None of which would matter to the average user of LinkedIn, except that this separation promises to improve developer productivity for Lucene and Solr. If developers are the new kingmakers, as analyst firm Redmonk is wont to say, then making developers as productive as possible matters a great deal. So how does this split promise to help developers?
First, the split will make development for the respective projects more nimble. According to Weiss:
Precommit/ test times. These are crazy high. If we split into two projects we can pretty much cut all of Lucene testing out of Solr (and likewise), making development a bit more fun again.
Build system itself and source release packaging. The current combined codebase is a *beast* to maintain. Working with gradle on both projects at once made me realise how little the two have in common. The code layout, the dependencies, even the workflow of people working on these projects… The build (both ant and gradle) is full of Solr and Lucene-specific exceptions and hooks that could be more elegantly solved if moved to each project independently.

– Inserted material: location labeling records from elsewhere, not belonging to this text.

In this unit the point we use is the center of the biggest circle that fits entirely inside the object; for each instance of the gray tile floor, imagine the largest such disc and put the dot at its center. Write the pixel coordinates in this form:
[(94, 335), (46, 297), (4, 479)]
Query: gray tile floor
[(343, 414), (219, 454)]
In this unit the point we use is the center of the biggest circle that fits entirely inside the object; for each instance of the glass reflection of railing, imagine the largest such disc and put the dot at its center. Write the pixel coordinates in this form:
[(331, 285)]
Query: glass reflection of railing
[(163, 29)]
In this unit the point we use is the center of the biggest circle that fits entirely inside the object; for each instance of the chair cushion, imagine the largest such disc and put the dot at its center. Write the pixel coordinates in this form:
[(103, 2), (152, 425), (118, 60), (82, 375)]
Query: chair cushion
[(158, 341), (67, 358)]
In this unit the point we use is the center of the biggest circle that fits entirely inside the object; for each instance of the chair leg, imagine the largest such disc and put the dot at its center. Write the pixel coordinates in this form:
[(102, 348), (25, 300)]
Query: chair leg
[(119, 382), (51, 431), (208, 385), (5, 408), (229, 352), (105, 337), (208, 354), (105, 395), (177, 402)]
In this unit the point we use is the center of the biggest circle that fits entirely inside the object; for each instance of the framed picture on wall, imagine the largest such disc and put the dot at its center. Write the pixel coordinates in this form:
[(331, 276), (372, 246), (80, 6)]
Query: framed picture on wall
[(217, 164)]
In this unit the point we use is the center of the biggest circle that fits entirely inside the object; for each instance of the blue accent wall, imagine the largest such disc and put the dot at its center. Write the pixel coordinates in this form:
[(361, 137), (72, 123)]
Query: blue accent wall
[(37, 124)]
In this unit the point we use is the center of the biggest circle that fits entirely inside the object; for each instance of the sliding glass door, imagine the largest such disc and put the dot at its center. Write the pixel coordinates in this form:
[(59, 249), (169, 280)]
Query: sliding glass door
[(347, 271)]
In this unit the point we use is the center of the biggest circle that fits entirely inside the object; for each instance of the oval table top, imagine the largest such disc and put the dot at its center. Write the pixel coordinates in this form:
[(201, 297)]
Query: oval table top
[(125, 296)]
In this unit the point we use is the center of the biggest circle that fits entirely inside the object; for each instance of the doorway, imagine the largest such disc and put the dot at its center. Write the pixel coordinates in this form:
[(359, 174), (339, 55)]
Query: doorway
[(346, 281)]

Second, separating the two allows their respective developers to focus on making Lucene (or Solr) as great as possible; so, a developer who makes API changes to Lucene will no longer need to make corresponding changes to Solr. This, in turn, allows both projects to release according to feature readiness, rather than waiting on each other. Given that Lucene tends to move at a fast pace of feature development, it means faster releases and improvements to the search services users depend upon.
This split won’t make the front page of The New York Times, unfortunately. However, those searching for articles in the Times will benefit. Because, of course, the Times relies on Lucene-powered Elasticsearch for that search functionality.
Disclosure: I work at AWS, but this article reflects my views, not those of my employer.